We need to put the banking system into some sense of perspective and provide a more measured view of its role in our future. This distorted view of finance is reinforced by the Conservative Party, the media and a powerful set of establishment bureaucrats and opinion formers who create a false aura of infallibility around finance and banking that permeates our national life and dominates our mindset.
This has to change.
The founder of John Lewis in a BBC broadcast in 1957 said: “Capitalism has done enormous good and suits human nature far too well to be given up as long as human nature remains the same. But the perversion has given us too unstable a society. Differences of reward must be large enough to induce people to do their best but the present differences are too great. If we do not find some way of correcting that perversion of capitalism our society will break down.” People accept that effort deserves reward and usually they discriminate between different types of effort. Throughout history, the philosophical debate has been about important principles: due proportion; just desert and fair reward; and justice. Our society, though, has got it dangerously wrong. Without a rethink of the enormous excesses and staggering differences of income and wealth in Britain, we will undermine solidarity, destroy trust and mutual respect, undermine the motivation of the many and continue to undervalue certain important aspects of our economic and social wellbeing.

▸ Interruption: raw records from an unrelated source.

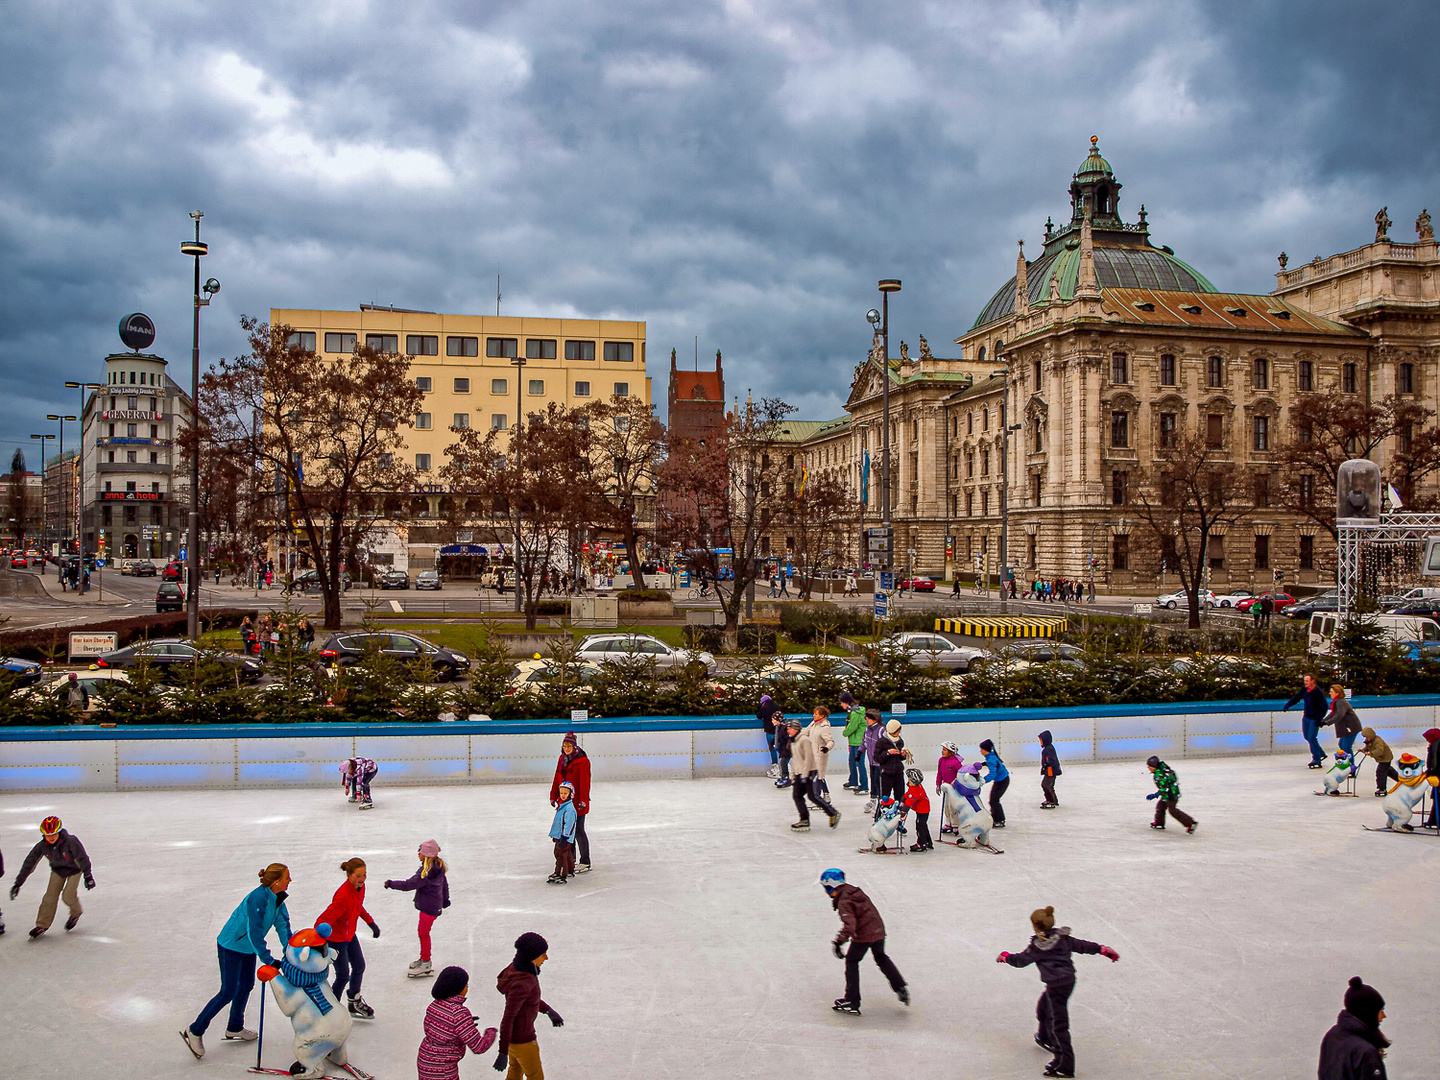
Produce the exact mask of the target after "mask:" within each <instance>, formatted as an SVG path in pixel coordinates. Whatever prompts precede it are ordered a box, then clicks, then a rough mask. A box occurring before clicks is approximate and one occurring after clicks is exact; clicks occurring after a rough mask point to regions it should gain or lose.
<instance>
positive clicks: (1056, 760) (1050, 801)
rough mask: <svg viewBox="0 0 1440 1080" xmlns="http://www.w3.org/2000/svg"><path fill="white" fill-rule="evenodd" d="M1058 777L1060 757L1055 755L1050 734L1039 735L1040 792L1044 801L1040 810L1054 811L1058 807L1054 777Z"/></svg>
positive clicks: (1040, 807)
mask: <svg viewBox="0 0 1440 1080" xmlns="http://www.w3.org/2000/svg"><path fill="white" fill-rule="evenodd" d="M1058 775H1060V755H1057V753H1056V746H1054V739H1053V737H1051V734H1050V732H1041V733H1040V791H1041V792H1043V793H1044V796H1045V801H1044V802H1041V804H1040V809H1054V808H1056V806H1058V805H1060V799H1057V798H1056V776H1058Z"/></svg>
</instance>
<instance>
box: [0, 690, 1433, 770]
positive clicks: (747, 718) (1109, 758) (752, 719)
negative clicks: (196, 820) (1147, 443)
mask: <svg viewBox="0 0 1440 1080" xmlns="http://www.w3.org/2000/svg"><path fill="white" fill-rule="evenodd" d="M1283 704H1284V703H1283V701H1279V700H1276V701H1195V703H1184V704H1164V706H1077V707H1068V708H942V710H927V711H914V713H909V714H906V716H901V717H896V719H900V720H901V723H903V724H904V739H906V744H907V746H909V747H910V749H912V750H913V752H914V760H916V765H917V766H919V768H920V769H922V770H923V772H924V773H926V776H930V775H932V773H933V770H935V762H936V760H937V759H939V750H940V743H942V742H946V740H950V739H953V740H956V742H958V743H959V746H960V756H962V757H965V759H966V760H973V759H975V757H978V756H979V753H978V749H976V746H978V743H979V742H981V740H984V739H991V740H994V742H995V746H996V749H998V750H999V755H1001V757H1002V759H1004V760H1005V763H1007V765H1008V766H1009V769H1011V772H1027V770H1031V769H1038V763H1040V742H1038V739H1037V736H1038V734H1040V732H1043V730H1050V732H1051V734H1053V737H1054V744H1056V750H1057V753H1058V755H1060V763H1061V769H1064V766H1067V765H1079V763H1084V762H1119V760H1145V759H1146V757H1149V756H1151V755H1152V753H1153V755H1159V756H1161V757H1164V759H1166V760H1169V762H1176V760H1184V759H1187V757H1223V756H1250V755H1277V753H1279V755H1299V753H1305V752H1306V746H1305V740H1303V737H1302V734H1300V710H1299V708H1293V710H1290V711H1287V713H1286V711H1282V707H1283ZM1352 704H1354V707H1355V710H1356V713H1359V717H1361V723H1362V724H1365V726H1368V727H1374V729H1375V730H1377V732H1378V733H1380V736H1381V737H1382V739H1385V742H1387V743H1390V746H1391V749H1394V752H1395V756H1397V757H1398V756H1400V755H1401V753H1403V752H1404V750H1410V752H1411V753H1417V755H1418V756H1420V757H1424V749H1426V743H1424V739H1423V737H1421V734H1420V733H1421V732H1424V730H1426V729H1428V727H1437V726H1440V696H1428V694H1426V696H1397V697H1355V698H1352ZM886 719H887V720H888V719H891V716H890V714H888V713H887V714H886ZM572 727H575V729H576V732H577V734H579V737H580V743H582V744H583V746H585V750H586V753H588V755H589V756H590V760H592V772H593V778H595V779H596V780H598V782H599V780H636V779H698V778H708V776H762V775H763V773H765V770H766V769H768V768H769V765H770V756H769V750H768V749H766V743H765V734H763V733H762V732H760V729H759V724H757V721H756V719H755V717H753V716H740V717H736V716H730V717H710V716H707V717H674V716H670V717H612V719H603V720H590V721H588V723H583V724H570V723H567V721H563V720H510V721H505V720H500V721H456V723H441V724H405V723H395V724H389V723H384V724H354V723H336V724H255V726H248V727H246V726H209V724H206V726H199V724H196V726H179V724H177V726H166V727H105V729H102V727H82V726H76V727H4V729H0V792H42V791H166V789H196V788H297V786H310V788H317V786H327V785H338V780H340V775H338V762H340V760H343V759H346V757H351V756H361V757H372V759H374V760H376V762H379V765H380V775H379V776H377V779H376V783H377V785H382V786H384V785H439V783H537V782H549V780H550V779H552V776H553V775H554V765H556V757H557V755H559V749H560V747H559V743H560V736H562V734H563V733H564V732H567V730H570V729H572ZM832 732H834V736H835V749H834V752H832V753H831V755H829V756H828V776H829V779H832V780H834V782H835V785H837V786H838V785H840V783H844V779H845V775H847V769H848V759H847V749H848V747H847V746H845V739H844V736H842V734H841V726H840V724H832ZM1320 740H1322V743H1323V744H1325V746H1326V747H1328V752H1329V749H1333V743H1335V736H1333V729H1322V734H1320ZM837 778H838V779H837Z"/></svg>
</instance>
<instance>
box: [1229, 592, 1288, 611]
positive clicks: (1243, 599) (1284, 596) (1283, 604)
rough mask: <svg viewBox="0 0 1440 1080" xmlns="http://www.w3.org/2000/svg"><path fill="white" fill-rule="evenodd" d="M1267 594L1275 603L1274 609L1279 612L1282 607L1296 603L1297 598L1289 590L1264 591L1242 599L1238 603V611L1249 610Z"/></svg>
mask: <svg viewBox="0 0 1440 1080" xmlns="http://www.w3.org/2000/svg"><path fill="white" fill-rule="evenodd" d="M1266 596H1269V598H1270V600H1272V603H1274V609H1273V611H1276V612H1279V611H1280V609H1282V608H1289V606H1290V605H1292V603H1295V598H1293V596H1292V595H1290V593H1287V592H1263V593H1260V595H1259V596H1247V598H1246V599H1243V600H1240V602H1238V603H1237V605H1236V611H1243V612H1248V611H1250V609H1251V608H1253V606H1254V605H1257V603H1260V600H1263V599H1264V598H1266Z"/></svg>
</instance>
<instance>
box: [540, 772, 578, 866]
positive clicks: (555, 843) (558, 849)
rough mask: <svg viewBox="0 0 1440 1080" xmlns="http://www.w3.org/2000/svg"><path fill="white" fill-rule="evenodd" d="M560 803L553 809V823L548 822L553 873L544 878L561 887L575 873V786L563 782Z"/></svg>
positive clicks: (569, 782) (568, 783)
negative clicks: (550, 846)
mask: <svg viewBox="0 0 1440 1080" xmlns="http://www.w3.org/2000/svg"><path fill="white" fill-rule="evenodd" d="M559 795H560V801H559V802H557V804H556V808H554V821H553V822H550V840H553V841H554V873H553V874H550V877H547V878H546V881H547V883H550V884H552V886H563V884H564V883H566V881H567V880H569V877H570V874H573V873H575V822H576V821H577V815H576V812H575V801H573V799H572V798H570V796H572V795H575V785H572V783H570V782H569V780H564V782H563V783H562V785H560V791H559Z"/></svg>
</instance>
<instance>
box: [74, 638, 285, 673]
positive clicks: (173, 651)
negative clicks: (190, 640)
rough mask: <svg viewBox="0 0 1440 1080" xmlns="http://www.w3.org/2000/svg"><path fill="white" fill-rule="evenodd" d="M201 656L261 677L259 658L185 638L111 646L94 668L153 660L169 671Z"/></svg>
mask: <svg viewBox="0 0 1440 1080" xmlns="http://www.w3.org/2000/svg"><path fill="white" fill-rule="evenodd" d="M200 657H204V658H206V660H213V661H216V662H219V664H232V665H235V667H238V668H239V671H240V677H242V678H245V680H256V678H259V677H261V665H259V661H255V660H251V658H249V657H242V655H239V654H238V652H223V651H220V649H202V648H200V647H199V645H196V644H194V642H193V641H186V639H184V638H157V639H156V641H143V642H140V644H137V645H127V647H125V648H122V649H111V651H109V652H101V654H99V655H98V657H95V664H94V665H92V667H94V668H135V667H140V665H141V664H150V665H154V667H156V668H158V670H160V671H164V672H168V671H170V670H179V668H183V667H186V665H190V664H194V661H196V660H197V658H200Z"/></svg>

The Coalition Government has talked about ‘progressive politics’ but there seems little evidence that either the Conservative Party or the Lib Dems are seriously interested in elevating justice and fairness above inequality, injustice and unfairness. The challenge now lies with Labour.
Despite their acceptance of the virtues of our banking system and the light regulatory regime adopted by previous Labour governments, Ed Miliband is now trying to embrace a new approach to politics which will re-establish fairness as the key driver of social and economic change.
There has to be a better way of doing our politics and a more enriching way of living our lives. We need a political philosophy which accepts that the worth of the ends we pursue, the meaning of the lives we lead, and the quality of the common life we share are inextricably linked to fairness and justice.
A just society can’t be achieved simply by maximising utility or by securing freedom of choice.
Michael Sandel, in his most recent book, Justice: What’s the Right Thing to Do?, says: “Justice is not only about the right way to distribute things. It is also about the right way to value things. Justice involves more than the size and distribution of the national product … it is about higher moral purposes.” We have to understand the moral limit of markets. Our unfair world must become fairer.